風 ~アリカナージ・ヘリクスク~

 ……退屈。


 学ぶことが楽しくないわけではない。

 しかしここでの座学の多くは、既に実家で家庭教師から学んだこと。

 講義の多くはそれに知識の補足をしたり、自分なりの考えを付け足したりするくらい。

 真新しいことは多くは無かった。


 切磋琢磨するはずの学友達の多くは家格に囚われ、学の修得ではなく社交界と同じ醜い権力争いに御執心。

 身分の高い貴族の子弟が派閥を作り、それを持ち上げ自分もあやかろうとする者達が囲う。

 そして学院の中でどちらが上かを主張しあい、対立し、いがみ合う。

 身分を問わず開かれている学の門という王立研究院付属学院の謳い文句は、彼らの心にはただの文字の羅列でしかないのでしょう。
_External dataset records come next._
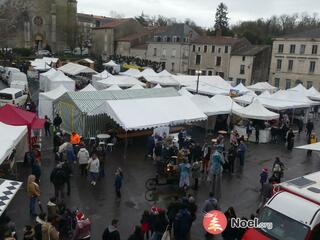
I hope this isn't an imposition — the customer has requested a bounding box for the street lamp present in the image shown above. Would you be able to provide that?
[196,70,202,94]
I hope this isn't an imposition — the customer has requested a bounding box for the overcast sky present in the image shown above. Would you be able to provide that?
[78,0,320,27]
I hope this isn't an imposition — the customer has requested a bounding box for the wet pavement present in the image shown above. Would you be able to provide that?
[0,81,320,240]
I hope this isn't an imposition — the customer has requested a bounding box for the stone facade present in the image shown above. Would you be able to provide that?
[269,29,320,89]
[92,18,144,60]
[146,24,199,73]
[229,45,271,85]
[0,0,77,52]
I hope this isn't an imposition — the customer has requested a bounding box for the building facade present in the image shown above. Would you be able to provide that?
[229,45,271,85]
[270,29,320,89]
[92,18,144,60]
[188,36,250,79]
[0,0,77,52]
[146,24,199,73]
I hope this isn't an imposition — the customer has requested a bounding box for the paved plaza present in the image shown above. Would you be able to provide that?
[8,121,320,240]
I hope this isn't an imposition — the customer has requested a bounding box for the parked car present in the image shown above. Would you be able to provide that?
[0,88,28,106]
[2,67,20,83]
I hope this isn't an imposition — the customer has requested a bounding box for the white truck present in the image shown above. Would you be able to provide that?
[242,172,320,240]
[8,72,29,92]
[0,88,28,106]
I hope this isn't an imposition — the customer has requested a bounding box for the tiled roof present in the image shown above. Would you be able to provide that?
[191,36,240,45]
[279,28,320,38]
[95,18,131,29]
[231,45,270,56]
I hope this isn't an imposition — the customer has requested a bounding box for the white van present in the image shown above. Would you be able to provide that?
[242,172,320,240]
[0,88,28,106]
[8,72,28,92]
[2,67,20,83]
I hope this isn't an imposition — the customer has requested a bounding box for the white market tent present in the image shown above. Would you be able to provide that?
[153,84,162,88]
[247,82,277,92]
[80,84,97,92]
[102,85,122,91]
[88,96,207,131]
[39,68,57,91]
[233,92,257,104]
[95,76,145,90]
[0,178,22,216]
[91,70,112,86]
[128,84,144,90]
[232,83,251,94]
[45,71,75,92]
[141,68,158,78]
[0,122,28,164]
[58,62,97,76]
[119,68,142,78]
[38,85,69,120]
[232,99,279,120]
[307,87,320,101]
[178,87,194,98]
[295,142,320,151]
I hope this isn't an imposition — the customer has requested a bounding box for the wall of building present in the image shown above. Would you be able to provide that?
[269,39,320,89]
[189,44,231,79]
[147,42,190,73]
[229,56,254,85]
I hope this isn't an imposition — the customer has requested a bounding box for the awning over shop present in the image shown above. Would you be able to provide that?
[92,96,207,131]
[232,99,279,120]
[0,178,22,216]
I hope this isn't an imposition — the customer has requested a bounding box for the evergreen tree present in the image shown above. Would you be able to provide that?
[214,2,229,35]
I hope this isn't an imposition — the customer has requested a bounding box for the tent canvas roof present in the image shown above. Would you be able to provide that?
[58,62,97,76]
[232,99,279,120]
[247,82,277,92]
[120,68,142,78]
[40,85,69,100]
[89,96,207,131]
[80,83,97,92]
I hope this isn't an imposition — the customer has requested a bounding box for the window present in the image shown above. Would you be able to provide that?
[278,44,283,53]
[311,45,318,54]
[196,54,201,65]
[290,44,296,53]
[171,49,177,57]
[309,61,316,73]
[286,79,291,89]
[300,44,306,54]
[162,49,167,57]
[240,65,245,74]
[288,60,293,72]
[277,59,282,70]
[216,57,221,66]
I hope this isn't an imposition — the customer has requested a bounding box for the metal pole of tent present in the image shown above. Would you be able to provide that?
[123,131,128,159]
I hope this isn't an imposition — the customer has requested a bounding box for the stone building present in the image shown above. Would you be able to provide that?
[92,18,145,60]
[269,28,320,89]
[229,45,271,85]
[146,24,199,73]
[188,36,250,79]
[0,0,77,52]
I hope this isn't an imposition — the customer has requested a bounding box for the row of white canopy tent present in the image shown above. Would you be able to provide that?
[39,68,75,92]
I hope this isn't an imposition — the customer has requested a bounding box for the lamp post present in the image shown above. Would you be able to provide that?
[196,70,202,94]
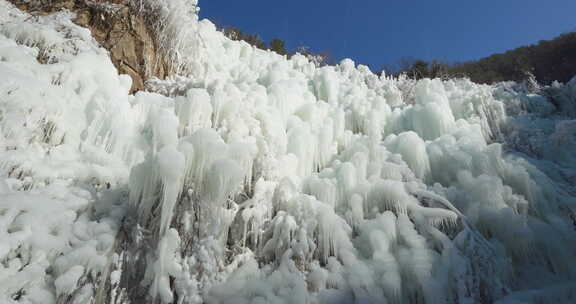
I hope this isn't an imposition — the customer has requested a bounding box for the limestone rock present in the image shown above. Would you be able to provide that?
[11,0,170,93]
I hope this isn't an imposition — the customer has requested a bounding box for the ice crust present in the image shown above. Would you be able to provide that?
[0,0,576,303]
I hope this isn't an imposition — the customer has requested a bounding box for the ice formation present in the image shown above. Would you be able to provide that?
[0,0,576,304]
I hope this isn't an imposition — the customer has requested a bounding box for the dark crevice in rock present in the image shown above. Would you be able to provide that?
[9,0,170,93]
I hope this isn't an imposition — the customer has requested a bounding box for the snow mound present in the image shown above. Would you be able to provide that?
[0,0,576,303]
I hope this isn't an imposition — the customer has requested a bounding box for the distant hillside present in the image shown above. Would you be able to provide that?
[396,32,576,84]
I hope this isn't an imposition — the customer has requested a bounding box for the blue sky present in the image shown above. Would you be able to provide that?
[199,0,576,70]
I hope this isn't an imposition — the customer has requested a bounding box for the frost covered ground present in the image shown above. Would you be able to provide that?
[0,0,576,304]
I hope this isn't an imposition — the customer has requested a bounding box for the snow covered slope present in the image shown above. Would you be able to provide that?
[0,0,576,303]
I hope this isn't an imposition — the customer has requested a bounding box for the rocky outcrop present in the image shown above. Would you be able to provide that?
[11,0,170,92]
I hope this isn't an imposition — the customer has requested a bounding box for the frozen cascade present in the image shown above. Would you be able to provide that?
[0,0,576,304]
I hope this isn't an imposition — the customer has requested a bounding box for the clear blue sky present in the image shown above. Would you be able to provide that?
[199,0,576,70]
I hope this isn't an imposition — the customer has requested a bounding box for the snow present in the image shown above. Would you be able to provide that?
[0,0,576,303]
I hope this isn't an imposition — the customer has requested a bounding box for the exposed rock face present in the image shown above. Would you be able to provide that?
[11,0,170,93]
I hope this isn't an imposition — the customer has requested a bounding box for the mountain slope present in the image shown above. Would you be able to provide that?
[0,0,576,303]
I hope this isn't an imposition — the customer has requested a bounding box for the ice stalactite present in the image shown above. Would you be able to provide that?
[0,0,576,304]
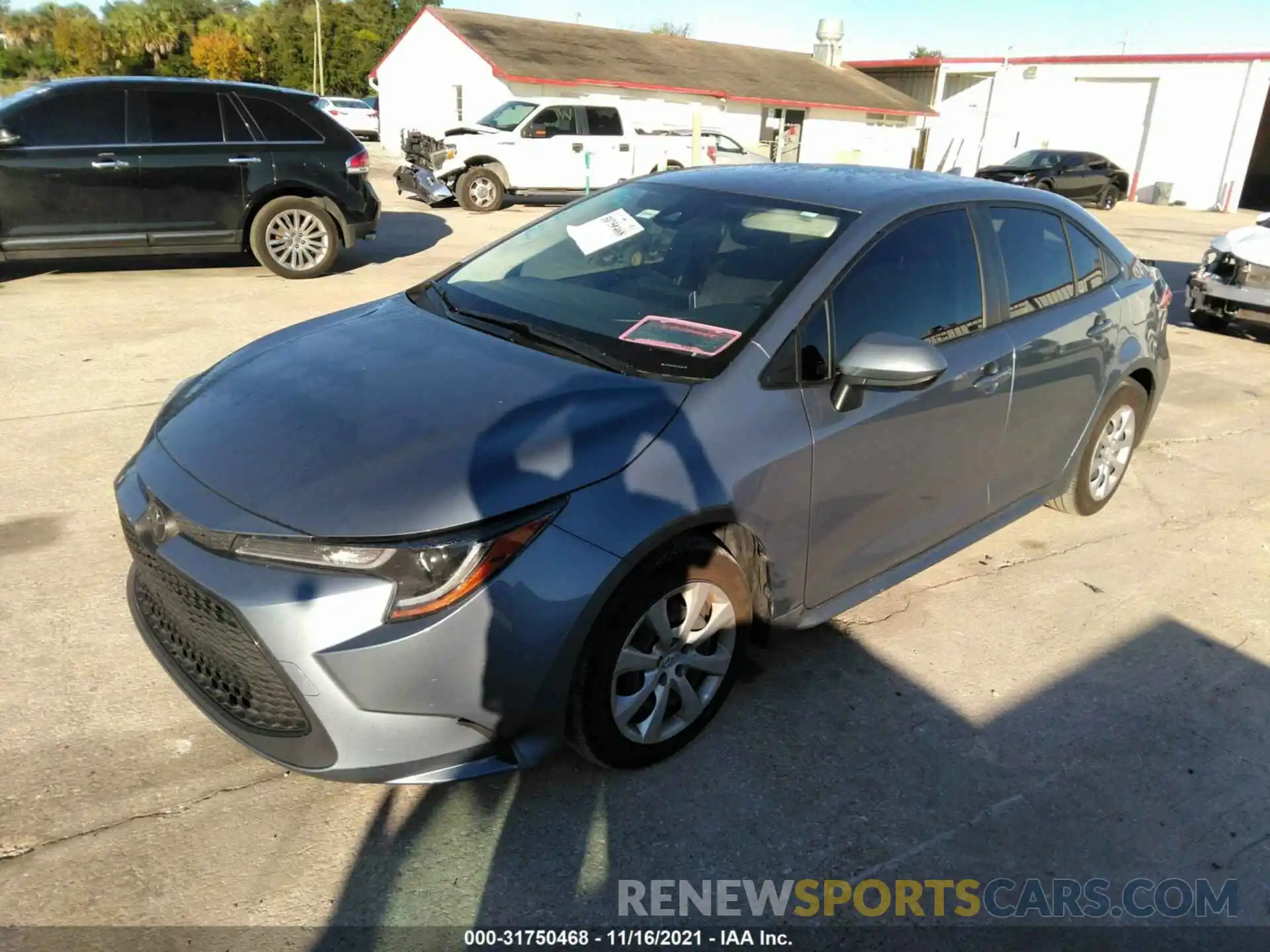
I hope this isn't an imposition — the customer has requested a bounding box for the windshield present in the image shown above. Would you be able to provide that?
[1006,149,1063,169]
[443,180,859,378]
[476,100,537,132]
 当事者たちは制止も聞かず、禁じられている魔法を使い、私闘でどちらも痛い目を見る。

 派閥の長たる者は、それを高みの見物。

 自らの名を正義に置き換え、その正義を翳して傷つく者を愉悦に浸った目で見降ろす。

 上が上なら下も下だ。

 私から見ればどちらもただの醜いケダモノ。


 大貴族の子弟に強く言う者は少ない。

 言って処分しても、親からの圧力で揉み消される。

 下手を打てば自分の経歴に瑕がつくことになる。

 それもあって見て見ぬふりをする者も多い。


 でも、そんな中であっても、問答無用で鉄槌を下す勇ある者も稀にいる。

 だが、派閥争いをするバカ共にも学ぶ脳はあるようだった。

 そうした者が前に立つ時は大人しい。

 そうでない者の前でだけ威勢を張るのだ。

 なんて薄汚い性根なんでしょう。

 そんなのと行き先が同じだと考えるだけで、また一つ溜息が漏れる。

 下らない人間関係を冷めた目で、遠巻きに眺める時間が続く。

 恐らく、この先も。


 学びの徒である学院で甘い汁など何を考えているのか、とは思わない。

 卒業する貴族達の多くはそのまま王国の重要職に就くからだ。

 軍閥の貴族なら士官、そうでなくても法衣貴族として文官や外交官、魔術の才があれば宮殿魔術師や魔術研究師といった具合に。


 下に付く者達もそれを知っている。

 だから必死なのだ。

 親密になれればそれだけ自分の立場も上になる。

 取り立ててもらえる。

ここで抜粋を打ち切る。